Note that only the array accessors are factored out. AFC does not do full common subexpression elimination (CSE). But if you turn on caching and rewrite the two HLOOKUPs to applications of INDEX and the central third MATCH, then you get proper reuse of the MATCH value.

Passing the origin might, though, be a problem for users (still hypothetical) of the model compiler itself. What origins should they use? They might not have a cube model at all. So for the future I could say that if you set the origin, then it’s used. If not, then subarrays use the array’s name with a special suffix.

H/VLOOKUP with computed sub-array index

Above we saw HLOOKUP with a constant lookup row index in action. A computed row index simply results in another switch to select the appropriate sub-array. So:

B C D E F G H
23 12
=HLOOKUP(C23,D23:G25,H23)
(HLI_Out_1)
19
(HLI_In)
10 15 20 25 2
(HLI_In_1)
24 22
=HLOOKUP(C23,D23:G25,H24)
(HLI_Out_2)
11 12 13 14 3
(HLI_In_2)
25 21 22 23 24

results in:

final double get$0() {
    return get$5((double) RuntimeDouble_v2.fun_MATCH_Ascending
                          (get$1(), $constarr$0()));
}
final double get$5(double d) {
    switch ((int) Runtime_v2.checkDouble(get$2())) {
    case 1:
        return $idx$0((int) Runtime_v2.checkDouble(d) - 1);
    case 2:
        return $idx$1((int) Runtime_v2.checkDouble(d) - 1);
    case 3:
        return $idx$2((int) Runtime_v2.checkDouble(d) - 1);
    default:
        Runtime_v2.fun_ERROR
            ("#VALUE/REF! because index is out of range in H/VLOOKUP");
        return (double) -1;
    }
}

This still leaves quite a bit to be desired, like

  • Unnecessary casts to double and then back to int.
  • Non-factored subtraction (int) d - 1.

But, most importantly, this is just the code for cell B23. It is duplicated entirely for cell B24, except for the $idx$ methods. Eliminating this would again require full blown common subexpression elimination.

Input Tables of Varying Size

What if the lookup table is a repeating section? For the moment, I will not support this. Still, here are my current ideas on it.

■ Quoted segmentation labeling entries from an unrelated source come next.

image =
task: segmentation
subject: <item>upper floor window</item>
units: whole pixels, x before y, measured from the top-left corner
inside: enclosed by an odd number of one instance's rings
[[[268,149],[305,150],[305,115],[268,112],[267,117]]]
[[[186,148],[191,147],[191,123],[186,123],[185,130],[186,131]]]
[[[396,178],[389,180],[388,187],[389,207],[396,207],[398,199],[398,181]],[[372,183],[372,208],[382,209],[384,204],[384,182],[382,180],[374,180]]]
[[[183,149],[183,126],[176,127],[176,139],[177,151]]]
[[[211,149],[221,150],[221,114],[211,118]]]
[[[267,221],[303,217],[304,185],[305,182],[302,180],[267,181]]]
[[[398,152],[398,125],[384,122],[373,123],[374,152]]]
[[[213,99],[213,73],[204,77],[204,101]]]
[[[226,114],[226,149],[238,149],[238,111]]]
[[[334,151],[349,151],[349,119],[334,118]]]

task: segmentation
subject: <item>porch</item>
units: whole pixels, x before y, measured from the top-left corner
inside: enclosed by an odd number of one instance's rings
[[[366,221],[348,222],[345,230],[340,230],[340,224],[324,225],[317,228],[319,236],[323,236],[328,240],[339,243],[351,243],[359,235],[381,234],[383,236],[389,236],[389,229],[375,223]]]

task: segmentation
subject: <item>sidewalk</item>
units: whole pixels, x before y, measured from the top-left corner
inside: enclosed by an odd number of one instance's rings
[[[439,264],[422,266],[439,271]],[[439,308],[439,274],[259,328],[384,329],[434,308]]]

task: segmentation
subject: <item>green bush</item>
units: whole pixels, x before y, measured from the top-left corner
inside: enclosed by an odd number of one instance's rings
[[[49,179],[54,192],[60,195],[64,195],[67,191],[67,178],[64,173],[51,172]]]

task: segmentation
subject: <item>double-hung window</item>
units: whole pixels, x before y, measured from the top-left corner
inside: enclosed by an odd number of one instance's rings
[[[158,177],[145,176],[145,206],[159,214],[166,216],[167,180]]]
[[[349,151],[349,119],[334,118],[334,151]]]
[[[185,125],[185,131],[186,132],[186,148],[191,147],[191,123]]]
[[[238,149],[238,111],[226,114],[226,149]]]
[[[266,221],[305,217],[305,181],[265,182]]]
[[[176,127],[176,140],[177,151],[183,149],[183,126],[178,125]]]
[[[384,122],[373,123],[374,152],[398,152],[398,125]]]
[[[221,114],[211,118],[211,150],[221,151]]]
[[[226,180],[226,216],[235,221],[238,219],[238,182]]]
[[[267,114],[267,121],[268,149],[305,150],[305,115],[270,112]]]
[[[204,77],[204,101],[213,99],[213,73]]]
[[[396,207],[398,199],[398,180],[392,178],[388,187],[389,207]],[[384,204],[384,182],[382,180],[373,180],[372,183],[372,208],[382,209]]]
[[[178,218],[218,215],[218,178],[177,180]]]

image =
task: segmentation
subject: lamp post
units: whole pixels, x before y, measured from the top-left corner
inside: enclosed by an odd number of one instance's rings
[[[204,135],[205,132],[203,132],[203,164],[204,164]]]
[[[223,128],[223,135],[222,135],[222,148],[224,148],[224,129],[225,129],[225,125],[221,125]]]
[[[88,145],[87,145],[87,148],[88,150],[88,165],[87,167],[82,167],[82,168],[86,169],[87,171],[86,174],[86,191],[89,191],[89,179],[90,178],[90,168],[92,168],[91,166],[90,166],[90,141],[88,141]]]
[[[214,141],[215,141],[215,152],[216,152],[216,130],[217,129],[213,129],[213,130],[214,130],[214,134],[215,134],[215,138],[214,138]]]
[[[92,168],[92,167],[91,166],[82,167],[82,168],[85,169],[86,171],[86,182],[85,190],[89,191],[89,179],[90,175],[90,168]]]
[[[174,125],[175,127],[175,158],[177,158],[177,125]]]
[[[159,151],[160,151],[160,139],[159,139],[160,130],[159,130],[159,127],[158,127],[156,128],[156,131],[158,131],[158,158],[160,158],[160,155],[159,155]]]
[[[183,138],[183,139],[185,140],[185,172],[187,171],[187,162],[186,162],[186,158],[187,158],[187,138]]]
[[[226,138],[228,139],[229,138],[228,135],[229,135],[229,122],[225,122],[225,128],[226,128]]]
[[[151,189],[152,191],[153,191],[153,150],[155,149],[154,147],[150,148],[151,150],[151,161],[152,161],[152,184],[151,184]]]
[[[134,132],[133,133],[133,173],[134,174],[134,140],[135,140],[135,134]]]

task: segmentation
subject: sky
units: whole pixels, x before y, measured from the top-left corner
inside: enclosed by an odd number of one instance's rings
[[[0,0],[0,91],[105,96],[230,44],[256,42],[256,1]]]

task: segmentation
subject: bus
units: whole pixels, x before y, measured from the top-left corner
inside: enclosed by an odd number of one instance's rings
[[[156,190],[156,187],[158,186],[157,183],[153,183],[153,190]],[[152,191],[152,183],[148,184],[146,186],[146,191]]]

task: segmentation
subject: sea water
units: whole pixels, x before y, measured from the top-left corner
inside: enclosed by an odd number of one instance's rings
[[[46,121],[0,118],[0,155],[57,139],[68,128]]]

In the current implementation of repeating sections where every element is represented by its own sub-computation instance, I see two options:

  • Build the arrays used above from the repeating data, then proceed as before. Adds additional arrays, but also caches lookup tables. This sounds like a good choice for MATCH.
  • Generate code that directly works on the internal sub-instance arrays for MATCH and INDEX. Avoids the additional arrays, but repeatedly evaluates the values touched during lookup. This sounds like a good choice for INDEX.

If AFC ever supports memory-efficient forward-only iteration of largish repeating sections, then this would have to change. MATCH and INDEX would have to sequentially scan the section until the result is found. LOOKUP would have to be implemented directly as scanning twice for MATCH and then INDEX would be silly.